No entanto, quero aqui chamar a atenção para a partição do campo. Se o mouro de Freising não era um componente pessoal no brasão do Cardeal Ratzinger, mas da sua primeira e única sé (2), tenho lá as minhas dúvidas se a transposição de tal figura para o brasão de Bento XVI foi de ótima heráldica (3). Seja como for, para acomodar não só essa figura, mas também o urso de São Corbiniano e a concha, o Cardeal Cordero di Montezemolo partiu o escudo em dois, valendo-se de uma opção que separa, na verdade, três áreas: o chapado.
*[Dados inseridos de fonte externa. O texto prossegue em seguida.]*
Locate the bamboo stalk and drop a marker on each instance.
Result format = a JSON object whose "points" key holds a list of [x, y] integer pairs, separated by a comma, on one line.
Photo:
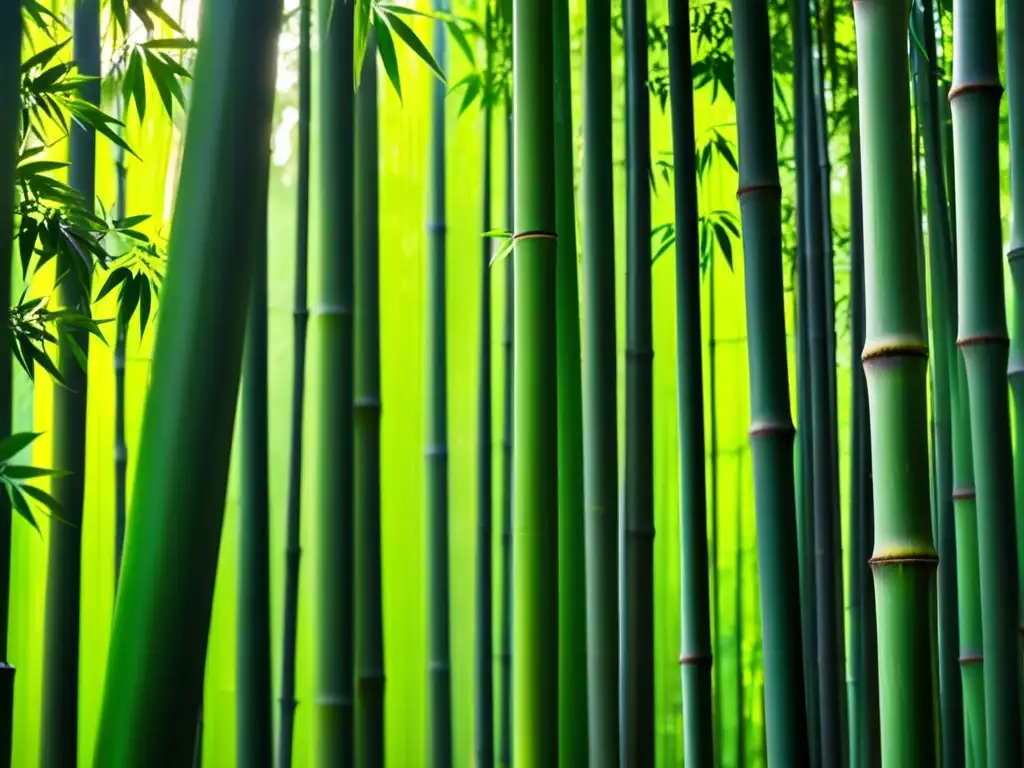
{"points": [[60, 650], [333, 382], [300, 315], [10, 100], [771, 429], [370, 741], [483, 709], [154, 680], [572, 699], [535, 452], [864, 747], [637, 633], [895, 367], [974, 99], [1014, 48], [695, 652], [254, 735], [600, 406], [438, 644]]}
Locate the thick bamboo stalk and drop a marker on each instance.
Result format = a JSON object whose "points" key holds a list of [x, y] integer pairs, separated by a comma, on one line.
{"points": [[333, 382], [771, 428], [155, 674], [254, 735], [370, 730], [572, 702], [535, 453], [1014, 47], [943, 331], [438, 643], [637, 633], [483, 704], [10, 96], [974, 99], [895, 366], [60, 650], [600, 407], [505, 709], [300, 315], [694, 652], [864, 747]]}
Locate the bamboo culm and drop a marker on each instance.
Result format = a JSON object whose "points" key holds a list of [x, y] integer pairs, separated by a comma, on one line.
{"points": [[332, 340], [771, 428], [60, 653], [300, 315], [600, 406], [154, 679], [895, 366], [10, 95], [535, 451], [370, 731], [982, 338], [694, 654]]}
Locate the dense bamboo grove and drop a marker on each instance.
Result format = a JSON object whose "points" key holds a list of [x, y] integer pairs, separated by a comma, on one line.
{"points": [[526, 382]]}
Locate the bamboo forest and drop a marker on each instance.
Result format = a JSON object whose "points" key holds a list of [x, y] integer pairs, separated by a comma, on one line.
{"points": [[512, 382]]}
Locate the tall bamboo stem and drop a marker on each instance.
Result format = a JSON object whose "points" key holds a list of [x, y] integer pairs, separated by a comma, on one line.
{"points": [[60, 651], [974, 99], [572, 701], [333, 379], [154, 680], [895, 366], [300, 314], [600, 407], [771, 428], [694, 653]]}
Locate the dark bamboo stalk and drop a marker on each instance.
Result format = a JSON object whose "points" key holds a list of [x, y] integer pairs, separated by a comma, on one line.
{"points": [[333, 382], [974, 99], [300, 314], [154, 680], [572, 699], [439, 662], [370, 723], [600, 406], [637, 633], [771, 428], [59, 719], [694, 653], [10, 97], [483, 705]]}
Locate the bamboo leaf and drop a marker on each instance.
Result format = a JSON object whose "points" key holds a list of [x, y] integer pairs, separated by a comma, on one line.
{"points": [[406, 32], [385, 45], [10, 446]]}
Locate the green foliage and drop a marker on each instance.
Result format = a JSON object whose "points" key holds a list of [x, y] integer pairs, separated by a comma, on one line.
{"points": [[15, 480]]}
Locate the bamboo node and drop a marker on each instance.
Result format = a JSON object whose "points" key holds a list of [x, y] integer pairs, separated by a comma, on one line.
{"points": [[982, 86], [893, 347], [965, 495], [772, 188], [695, 659], [535, 235], [760, 428], [970, 341]]}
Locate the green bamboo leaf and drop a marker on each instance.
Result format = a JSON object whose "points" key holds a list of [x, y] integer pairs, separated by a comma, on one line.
{"points": [[460, 38], [116, 278], [406, 32], [385, 45], [20, 506], [52, 505], [10, 446], [43, 57]]}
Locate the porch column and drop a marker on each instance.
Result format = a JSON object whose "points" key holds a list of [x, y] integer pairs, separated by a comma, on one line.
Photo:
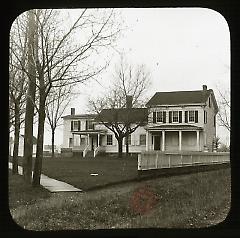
{"points": [[198, 145], [147, 138], [180, 140], [73, 141], [88, 139], [98, 140], [163, 140]]}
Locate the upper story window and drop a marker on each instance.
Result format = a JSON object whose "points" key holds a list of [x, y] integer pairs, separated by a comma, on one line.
{"points": [[191, 116], [89, 125], [159, 116], [175, 116], [129, 139], [142, 139], [75, 125], [109, 140]]}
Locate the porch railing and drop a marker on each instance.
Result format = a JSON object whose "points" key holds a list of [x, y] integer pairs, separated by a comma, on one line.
{"points": [[158, 160]]}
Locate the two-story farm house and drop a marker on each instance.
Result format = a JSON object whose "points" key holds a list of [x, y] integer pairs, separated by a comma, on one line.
{"points": [[174, 121]]}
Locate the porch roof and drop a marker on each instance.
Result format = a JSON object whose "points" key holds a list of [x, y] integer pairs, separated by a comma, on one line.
{"points": [[90, 132], [174, 127]]}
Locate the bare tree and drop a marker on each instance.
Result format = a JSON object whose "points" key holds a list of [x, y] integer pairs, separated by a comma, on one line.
{"points": [[17, 87], [67, 55], [57, 102], [117, 109]]}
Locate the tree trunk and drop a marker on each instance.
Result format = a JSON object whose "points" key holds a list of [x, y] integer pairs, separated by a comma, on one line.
{"points": [[16, 138], [120, 144], [28, 133], [53, 138], [127, 146], [39, 154]]}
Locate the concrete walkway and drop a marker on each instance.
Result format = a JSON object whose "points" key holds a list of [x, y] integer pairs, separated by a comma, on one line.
{"points": [[50, 184]]}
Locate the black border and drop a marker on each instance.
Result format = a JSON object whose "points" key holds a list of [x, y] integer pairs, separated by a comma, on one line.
{"points": [[230, 10]]}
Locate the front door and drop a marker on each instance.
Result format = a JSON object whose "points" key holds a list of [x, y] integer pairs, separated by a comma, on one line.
{"points": [[157, 140]]}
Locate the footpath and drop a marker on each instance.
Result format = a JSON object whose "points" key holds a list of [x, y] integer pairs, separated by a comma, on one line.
{"points": [[51, 184]]}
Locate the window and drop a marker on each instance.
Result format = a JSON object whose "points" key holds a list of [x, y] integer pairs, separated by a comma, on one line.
{"points": [[142, 139], [109, 140], [191, 116], [75, 125], [205, 117], [159, 116], [129, 139], [175, 116]]}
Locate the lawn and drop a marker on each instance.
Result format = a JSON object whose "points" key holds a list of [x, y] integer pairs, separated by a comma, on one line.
{"points": [[77, 171], [184, 201]]}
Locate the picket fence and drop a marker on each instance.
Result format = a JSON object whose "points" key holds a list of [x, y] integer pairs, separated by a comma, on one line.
{"points": [[157, 160]]}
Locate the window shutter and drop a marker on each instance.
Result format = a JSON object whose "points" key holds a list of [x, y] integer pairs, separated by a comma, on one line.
{"points": [[186, 116], [164, 117], [180, 116], [196, 116], [170, 117], [154, 117]]}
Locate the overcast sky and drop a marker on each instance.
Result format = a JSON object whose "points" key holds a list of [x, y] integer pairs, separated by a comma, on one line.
{"points": [[183, 48]]}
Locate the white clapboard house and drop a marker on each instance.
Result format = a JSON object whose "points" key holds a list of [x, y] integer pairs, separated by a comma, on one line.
{"points": [[171, 121]]}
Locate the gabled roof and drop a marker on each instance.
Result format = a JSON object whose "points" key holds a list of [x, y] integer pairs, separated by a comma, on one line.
{"points": [[80, 116], [179, 97], [123, 115]]}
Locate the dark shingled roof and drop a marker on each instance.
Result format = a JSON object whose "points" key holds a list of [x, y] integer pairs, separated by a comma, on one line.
{"points": [[121, 115], [179, 97], [79, 116]]}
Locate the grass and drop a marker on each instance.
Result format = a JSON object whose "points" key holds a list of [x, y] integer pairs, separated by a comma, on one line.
{"points": [[184, 201], [22, 194], [77, 171]]}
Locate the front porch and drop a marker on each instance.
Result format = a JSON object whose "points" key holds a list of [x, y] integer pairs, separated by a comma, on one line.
{"points": [[174, 139]]}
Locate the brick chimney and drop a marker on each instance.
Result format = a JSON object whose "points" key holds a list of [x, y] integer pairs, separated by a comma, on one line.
{"points": [[204, 87], [72, 111], [129, 99]]}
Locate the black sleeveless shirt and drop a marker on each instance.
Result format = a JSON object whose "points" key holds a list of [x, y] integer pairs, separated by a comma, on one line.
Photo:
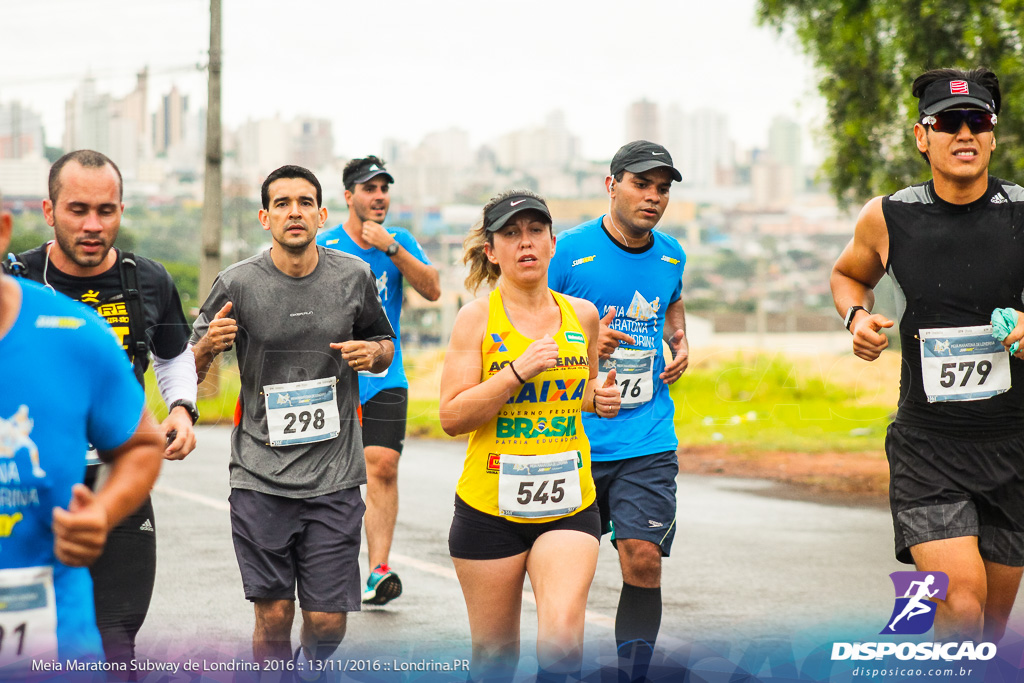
{"points": [[951, 266]]}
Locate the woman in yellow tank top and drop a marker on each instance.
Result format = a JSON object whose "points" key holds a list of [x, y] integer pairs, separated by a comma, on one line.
{"points": [[519, 369]]}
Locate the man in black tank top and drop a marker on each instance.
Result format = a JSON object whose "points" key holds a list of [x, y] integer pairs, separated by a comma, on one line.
{"points": [[954, 250]]}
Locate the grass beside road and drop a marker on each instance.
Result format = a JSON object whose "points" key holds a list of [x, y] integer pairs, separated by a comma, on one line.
{"points": [[745, 401]]}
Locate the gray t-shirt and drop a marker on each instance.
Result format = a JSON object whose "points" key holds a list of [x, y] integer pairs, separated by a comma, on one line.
{"points": [[286, 326]]}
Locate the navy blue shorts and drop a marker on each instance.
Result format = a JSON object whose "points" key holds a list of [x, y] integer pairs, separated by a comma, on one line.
{"points": [[311, 542], [637, 498], [477, 536], [944, 487], [384, 419]]}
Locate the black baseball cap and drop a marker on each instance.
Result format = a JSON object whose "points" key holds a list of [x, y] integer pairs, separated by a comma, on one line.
{"points": [[954, 93], [361, 172], [641, 156], [501, 213]]}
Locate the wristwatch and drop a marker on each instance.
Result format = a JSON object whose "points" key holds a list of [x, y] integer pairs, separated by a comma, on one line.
{"points": [[188, 406], [851, 311]]}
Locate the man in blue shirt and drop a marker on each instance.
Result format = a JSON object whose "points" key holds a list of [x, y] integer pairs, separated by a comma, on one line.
{"points": [[81, 390], [393, 255], [633, 274]]}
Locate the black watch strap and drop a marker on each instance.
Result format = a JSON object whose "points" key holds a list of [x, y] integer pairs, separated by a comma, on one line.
{"points": [[188, 406], [851, 311]]}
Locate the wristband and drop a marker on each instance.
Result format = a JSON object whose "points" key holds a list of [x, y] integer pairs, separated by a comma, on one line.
{"points": [[512, 368]]}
Eis o ordenamento: de vermelho com uma concha de ouro; chapado curvado de ouro, à destra com uma cabeça de mouro de sua cor, com coroa e colarinho de vermelho, e à sinistra com um urso passante de sua cor, carregado no lombo de um fardo de vermelho, atado de negro, o todo posto em banda; sob o escudo, duas chaves passadas em aspa e um pálio arquiepiscopal; timbre: mitra.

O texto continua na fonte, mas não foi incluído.